Lo cierto es que Mendel vivía en una “burbuja”, protegido por el dueño del café, que le profesaba una admiración casi religiosa, por algunos grandes coleccionistas que le ayudaban económicamente, y disfrutaba una serie de privilegios que, dentro de su restringida vida, le permitían sobrevivir y desarrollar su actividad sin moverse del pequeño espacio que ocupaba. El narrador recuerda sus encuentros con Mendel en el rincón reservado para él en el Café Gluck.

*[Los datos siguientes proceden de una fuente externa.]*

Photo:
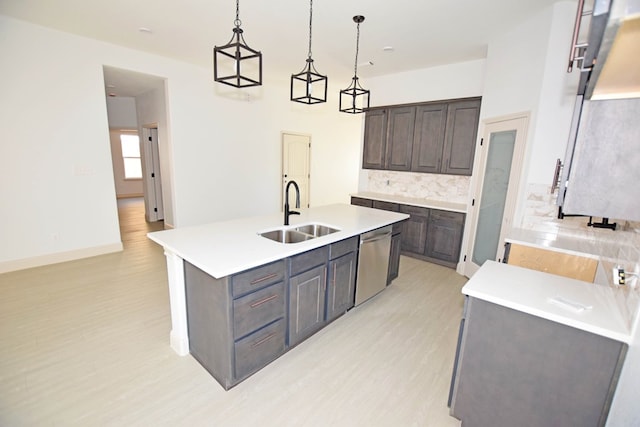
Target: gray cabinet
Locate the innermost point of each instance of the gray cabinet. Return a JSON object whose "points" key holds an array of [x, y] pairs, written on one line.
{"points": [[307, 293], [401, 122], [375, 136], [434, 137], [516, 369], [342, 277], [430, 234], [460, 137], [236, 324], [444, 236], [359, 201], [414, 233], [428, 138], [394, 258]]}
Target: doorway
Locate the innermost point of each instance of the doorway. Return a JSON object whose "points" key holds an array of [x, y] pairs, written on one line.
{"points": [[494, 197], [151, 174], [296, 158]]}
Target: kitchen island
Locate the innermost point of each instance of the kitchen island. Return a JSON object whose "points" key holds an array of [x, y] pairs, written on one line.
{"points": [[227, 258], [537, 349]]}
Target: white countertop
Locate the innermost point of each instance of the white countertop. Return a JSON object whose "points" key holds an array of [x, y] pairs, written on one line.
{"points": [[414, 201], [530, 291], [228, 247]]}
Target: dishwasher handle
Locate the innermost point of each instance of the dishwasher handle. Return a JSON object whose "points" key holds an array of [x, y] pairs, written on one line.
{"points": [[375, 238]]}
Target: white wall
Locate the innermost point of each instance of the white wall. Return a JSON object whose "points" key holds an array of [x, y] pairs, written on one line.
{"points": [[225, 152], [121, 112]]}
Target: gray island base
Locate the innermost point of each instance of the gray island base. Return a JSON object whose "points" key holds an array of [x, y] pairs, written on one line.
{"points": [[236, 309]]}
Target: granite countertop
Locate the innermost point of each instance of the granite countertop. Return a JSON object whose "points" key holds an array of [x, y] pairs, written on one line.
{"points": [[414, 201], [228, 247], [532, 292]]}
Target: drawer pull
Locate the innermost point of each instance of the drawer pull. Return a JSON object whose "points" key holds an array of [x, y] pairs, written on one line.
{"points": [[263, 340], [262, 301], [262, 279]]}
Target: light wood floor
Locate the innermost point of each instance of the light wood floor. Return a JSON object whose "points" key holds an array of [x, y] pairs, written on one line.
{"points": [[87, 343]]}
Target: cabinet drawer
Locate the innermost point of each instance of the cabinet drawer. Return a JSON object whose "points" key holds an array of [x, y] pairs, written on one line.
{"points": [[259, 277], [343, 247], [414, 210], [308, 260], [256, 350], [438, 215], [255, 310], [359, 201], [386, 206]]}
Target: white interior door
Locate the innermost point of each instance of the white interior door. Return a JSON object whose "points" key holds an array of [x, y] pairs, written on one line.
{"points": [[495, 193], [296, 158]]}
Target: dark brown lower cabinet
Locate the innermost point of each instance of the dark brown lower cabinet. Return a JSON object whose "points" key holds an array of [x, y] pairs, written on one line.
{"points": [[516, 369]]}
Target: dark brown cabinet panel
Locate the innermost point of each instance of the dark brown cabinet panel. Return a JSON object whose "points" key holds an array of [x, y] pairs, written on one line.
{"points": [[414, 233], [375, 136], [359, 201], [386, 206], [460, 137], [401, 122], [428, 138], [434, 137], [445, 236], [432, 235]]}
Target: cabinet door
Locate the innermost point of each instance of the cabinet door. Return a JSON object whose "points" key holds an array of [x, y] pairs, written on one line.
{"points": [[428, 138], [375, 135], [359, 201], [394, 258], [445, 236], [414, 231], [386, 206], [460, 137], [307, 293], [400, 138], [341, 285]]}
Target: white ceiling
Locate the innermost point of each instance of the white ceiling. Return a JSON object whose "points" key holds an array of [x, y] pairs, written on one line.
{"points": [[422, 33]]}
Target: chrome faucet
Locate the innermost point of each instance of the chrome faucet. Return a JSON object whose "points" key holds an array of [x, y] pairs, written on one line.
{"points": [[287, 212]]}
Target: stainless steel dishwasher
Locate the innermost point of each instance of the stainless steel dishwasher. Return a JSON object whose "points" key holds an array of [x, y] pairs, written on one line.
{"points": [[373, 263]]}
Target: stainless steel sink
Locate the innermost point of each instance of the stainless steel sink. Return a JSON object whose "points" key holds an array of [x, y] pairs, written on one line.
{"points": [[286, 236], [298, 234], [316, 230]]}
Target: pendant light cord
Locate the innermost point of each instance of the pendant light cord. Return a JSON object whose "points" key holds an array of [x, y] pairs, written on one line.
{"points": [[310, 21], [355, 67], [237, 22]]}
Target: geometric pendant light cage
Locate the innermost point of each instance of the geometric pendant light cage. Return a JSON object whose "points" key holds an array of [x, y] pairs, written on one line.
{"points": [[236, 64], [355, 99], [309, 86]]}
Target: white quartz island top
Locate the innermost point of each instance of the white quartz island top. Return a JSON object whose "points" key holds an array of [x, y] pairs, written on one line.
{"points": [[531, 292], [415, 201], [228, 247]]}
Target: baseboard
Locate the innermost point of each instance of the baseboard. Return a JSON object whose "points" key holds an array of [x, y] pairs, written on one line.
{"points": [[57, 257]]}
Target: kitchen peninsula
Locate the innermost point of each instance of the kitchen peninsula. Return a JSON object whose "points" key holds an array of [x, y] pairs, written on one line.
{"points": [[214, 268]]}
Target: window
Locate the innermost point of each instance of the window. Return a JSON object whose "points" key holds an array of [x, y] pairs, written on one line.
{"points": [[131, 156]]}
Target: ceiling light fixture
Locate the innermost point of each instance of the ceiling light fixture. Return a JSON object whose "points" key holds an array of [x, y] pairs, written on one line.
{"points": [[309, 86], [356, 98], [236, 64]]}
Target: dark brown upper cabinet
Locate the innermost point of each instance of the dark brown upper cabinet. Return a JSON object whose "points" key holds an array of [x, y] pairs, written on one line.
{"points": [[428, 138], [375, 137], [401, 122], [460, 137], [434, 137]]}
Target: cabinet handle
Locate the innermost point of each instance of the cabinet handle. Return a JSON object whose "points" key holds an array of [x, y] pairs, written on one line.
{"points": [[262, 279], [262, 301], [263, 340]]}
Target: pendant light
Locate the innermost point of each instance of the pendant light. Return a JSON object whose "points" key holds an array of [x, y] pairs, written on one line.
{"points": [[309, 86], [236, 64], [355, 99]]}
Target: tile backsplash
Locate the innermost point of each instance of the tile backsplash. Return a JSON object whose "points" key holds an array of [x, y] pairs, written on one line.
{"points": [[450, 188]]}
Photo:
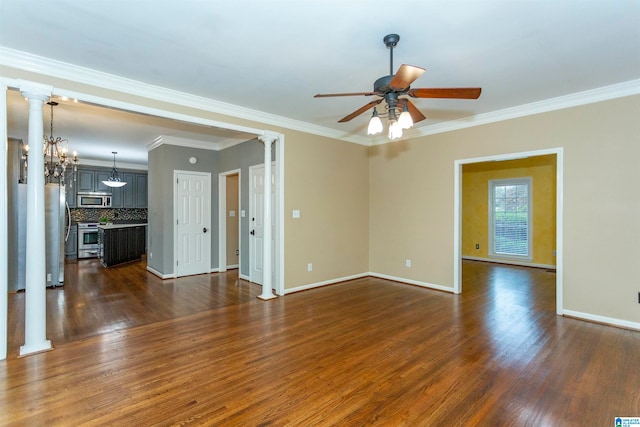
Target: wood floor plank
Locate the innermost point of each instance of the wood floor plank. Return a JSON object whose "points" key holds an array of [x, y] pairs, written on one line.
{"points": [[134, 350]]}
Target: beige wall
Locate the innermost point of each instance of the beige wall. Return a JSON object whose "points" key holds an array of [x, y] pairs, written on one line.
{"points": [[327, 180], [233, 243], [371, 213], [475, 204], [411, 213]]}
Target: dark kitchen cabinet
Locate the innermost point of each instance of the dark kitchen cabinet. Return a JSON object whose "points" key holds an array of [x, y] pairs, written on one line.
{"points": [[121, 244], [90, 180]]}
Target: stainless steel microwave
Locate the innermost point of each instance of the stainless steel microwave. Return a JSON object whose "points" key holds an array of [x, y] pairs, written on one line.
{"points": [[94, 200]]}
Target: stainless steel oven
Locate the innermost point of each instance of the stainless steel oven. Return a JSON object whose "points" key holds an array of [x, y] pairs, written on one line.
{"points": [[87, 239]]}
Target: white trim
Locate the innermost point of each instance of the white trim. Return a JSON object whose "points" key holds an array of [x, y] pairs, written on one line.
{"points": [[222, 216], [414, 282], [510, 262], [160, 275], [618, 90], [4, 224], [602, 319], [49, 67], [457, 214], [325, 283]]}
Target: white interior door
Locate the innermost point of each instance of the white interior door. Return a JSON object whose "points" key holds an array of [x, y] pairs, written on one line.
{"points": [[193, 223], [256, 222]]}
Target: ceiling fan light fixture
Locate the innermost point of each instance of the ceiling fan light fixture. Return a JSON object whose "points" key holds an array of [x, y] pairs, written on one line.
{"points": [[405, 121], [114, 179], [375, 124]]}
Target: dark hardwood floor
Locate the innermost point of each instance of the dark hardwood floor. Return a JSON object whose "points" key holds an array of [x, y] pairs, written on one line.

Pero han pasado muchos años, ha pasado una terrible guerra, y un buen día el narrador retorna al café de antaño por casualidad. Por lo pronto, sólo se da cuenta de que allí hay algo que falta; después recuerda qué: Mendel. Y nos cuenta la historia. Pero llega un punto en que no sabe seguir. Pregunta en el café, pero ha cambiado el dueño y allí nadie sabe quién es ése por el que tan insistentemente quiere saber. Finalmente viene a ser la vieja limpiadora de los aseos, la única que aún mantiene el recuerdo del viejo librero. Y es ella la que ha de contarle los tristes sucesos que acarrearon la muerte del bibliófilo, tras ser detenido en tiempo de la guerra, e internado en un campo de concentración para indocumentados y extranjeros (¡judío y ruso!). Y curiosamente, lo que la vieja limpiadora analfabeta ha guardado como recuerdo suyo es un libro olvidado, un memorable ejemplar que ella es incapaz de leer, pero que conserva como un tesoro: el tesoro de un hombre al que admiraba, al que servía gustosa y al que consideraba un gran hombre. Paradójicamente, el narrador, hombre de letras, ha tenido que accidentalmente aparecer por el café para con dificultad, acordarse de aquel gran hombre, cuya existencia había desaparecido por completo de su mente en todos estos años. ¿Para qué vivimos, -se pregunta el narrador- si el viento tras nuestros zapatos ya se está llevando nuestras últimas huellas?